Dans une société qui n’investit pas beaucoup dans la culture et l’art, c’est naturel que les gens se retournent vers les réseaux sociaux pour se divertir et s’exprimer. Malheureusement, c’est devenu une vitrine de tous ces complexes, de tous les problèmes d’identité dont je vous parlais. Tout le monde veut exister mais en se créant une image fausse. C’est d’autant plus dangereux que même sur les réseaux sociaux une pression sociale est exercée et de manière plus frontale et plus virulente. C’est dangereux parce qu’il n’y a pas d’échappatoire aux réseaux sociaux, on les emmène avec nous partout… sur les téléphones, les ordinateurs, où qu’on aille on est connectés. C’est un ultime outil de standardisation et d’abrutissement.
Le casting du film est tout aussi pluriel, comment s’est fait le choix ?
C’est une pure fiction, ce sont des personnages que j’ai pensé et créé. On a cherché à la fois des gens qui n’ont jamais fait de cinéma, que ceux qui n’ont fait que de la télévision comme Mohamed El Khiari, lui qui toujours joué ce rôle cliché de « l’aaroubi » qui ne sait pas parler. On a des acteurs magnifiques, surtout les actrices. On a aussi cherché de nouveaux visages. Encore une fois, le Maroc a tellement de talent, il faut juste en profiter et les mettre en avant.
Quels rôles jouent les femmes dans votre film ?
On m’a toujours reproché de me cantonner à un monde de mecs, de machos, comme dans « Casanegra » ou « Zéro ». Mais c’est faux. Ces films traitent plus de la femme parce que c’est parce qu’ils n’ont pas de femmes que ces hommes sont bousillés. Cette fois ci, j’ai voulu faire un film qui aborde la femme plus directement. On y trouve des galeristes, des call-girls, des maquerelles, des étudiantes en médecine… il y a de tout. Et à aucun moment le film ne les juge.
Est-ce une vision fantasmée de la réalité des femmes au Maroc ?

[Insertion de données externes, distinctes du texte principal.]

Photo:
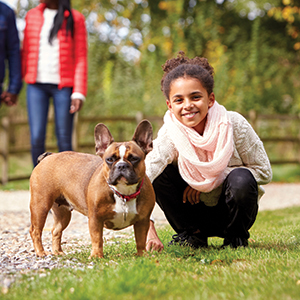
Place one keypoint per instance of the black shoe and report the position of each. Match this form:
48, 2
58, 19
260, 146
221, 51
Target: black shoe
193, 240
235, 242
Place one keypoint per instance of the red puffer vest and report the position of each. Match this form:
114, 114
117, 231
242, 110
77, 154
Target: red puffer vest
73, 51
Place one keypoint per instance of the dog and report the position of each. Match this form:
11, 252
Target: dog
110, 188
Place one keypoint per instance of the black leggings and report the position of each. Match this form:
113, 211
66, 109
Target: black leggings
233, 216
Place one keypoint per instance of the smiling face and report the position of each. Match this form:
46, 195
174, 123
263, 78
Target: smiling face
189, 102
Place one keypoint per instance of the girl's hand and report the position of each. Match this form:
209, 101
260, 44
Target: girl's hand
191, 195
76, 105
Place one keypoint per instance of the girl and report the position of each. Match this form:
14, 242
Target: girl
54, 64
207, 164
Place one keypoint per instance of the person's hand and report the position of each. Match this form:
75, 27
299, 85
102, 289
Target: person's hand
9, 99
153, 242
191, 195
76, 105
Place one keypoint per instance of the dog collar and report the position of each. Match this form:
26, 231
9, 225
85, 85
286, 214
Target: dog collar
127, 198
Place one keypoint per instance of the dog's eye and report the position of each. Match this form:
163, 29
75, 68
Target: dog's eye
134, 159
110, 160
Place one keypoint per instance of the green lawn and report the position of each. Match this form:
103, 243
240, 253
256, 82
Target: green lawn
268, 269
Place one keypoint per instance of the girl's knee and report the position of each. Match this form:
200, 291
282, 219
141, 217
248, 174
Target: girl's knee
242, 186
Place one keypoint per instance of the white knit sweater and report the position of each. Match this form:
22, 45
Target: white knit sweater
248, 153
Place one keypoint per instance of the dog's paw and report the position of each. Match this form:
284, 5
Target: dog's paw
56, 252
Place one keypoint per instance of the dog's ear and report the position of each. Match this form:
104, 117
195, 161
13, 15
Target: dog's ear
143, 136
103, 138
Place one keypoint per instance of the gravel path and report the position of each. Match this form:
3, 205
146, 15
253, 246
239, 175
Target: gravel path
16, 251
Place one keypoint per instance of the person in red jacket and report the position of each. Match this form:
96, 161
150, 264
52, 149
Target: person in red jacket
54, 65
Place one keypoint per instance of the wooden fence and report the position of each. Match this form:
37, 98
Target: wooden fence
280, 133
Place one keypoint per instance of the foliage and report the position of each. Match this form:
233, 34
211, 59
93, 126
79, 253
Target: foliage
254, 47
268, 269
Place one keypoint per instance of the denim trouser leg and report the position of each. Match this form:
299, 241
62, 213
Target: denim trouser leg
38, 96
233, 216
63, 119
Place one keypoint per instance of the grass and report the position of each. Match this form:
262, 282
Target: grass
268, 269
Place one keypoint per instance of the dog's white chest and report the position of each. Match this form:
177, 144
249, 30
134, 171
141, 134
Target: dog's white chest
125, 212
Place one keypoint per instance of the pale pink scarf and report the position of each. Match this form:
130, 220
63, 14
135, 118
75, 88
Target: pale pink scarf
203, 159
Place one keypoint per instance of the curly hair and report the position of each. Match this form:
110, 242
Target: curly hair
182, 66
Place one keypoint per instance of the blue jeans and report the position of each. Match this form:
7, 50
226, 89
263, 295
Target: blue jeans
38, 98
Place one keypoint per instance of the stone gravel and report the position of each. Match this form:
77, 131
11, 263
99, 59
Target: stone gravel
17, 255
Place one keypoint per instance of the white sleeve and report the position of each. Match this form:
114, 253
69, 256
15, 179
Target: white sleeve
163, 153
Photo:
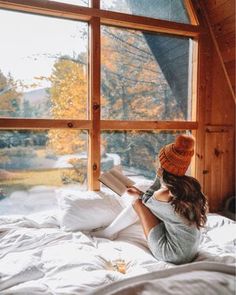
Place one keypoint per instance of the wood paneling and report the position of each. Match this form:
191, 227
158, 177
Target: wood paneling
221, 16
215, 137
218, 167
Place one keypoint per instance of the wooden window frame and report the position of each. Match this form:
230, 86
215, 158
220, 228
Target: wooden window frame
94, 125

Oui, fantasmée sur la situation de la femme. Ca reste une vision, un cinéaste, un film. Il faut en faire plein d’autres ! Le cinéma marocain a un rôle très important. Aujourd’hui, les jeunes ne lisent pas, ils regardent les images. Donc il faut montrer comment doivent fonctionner les choses. La situation de la femme dans ce film se veut positive. La femme marocaine est forte et intelligente mais elle doit se battre non seulement contre la mentalité des hommes mais aussi contre certaines lois qui sont archaïques à mon sens.
Et les hommes marocains, vous les décririez comment ?
C’est facile de juger, de coller des étiquettes. Mais c’est complexe parce que l’homme marocain subit également beaucoup de pression… la pression sociale, économique, culturelle, religieuse. Il doit faire un travail sur lui, c’est certain. Mais il est vulnérable dans une société où la pression est énorme. On vit pour les autres, on n’a pas le droit de ne pas être d’accord. Du coup, l’homme marocain se laisse aller et devient une victime des autres. Il ne profite pas de sa vie. Il essaye juste d’être dans le politiquement correct. Il est déchiré. Il est très vulnérable.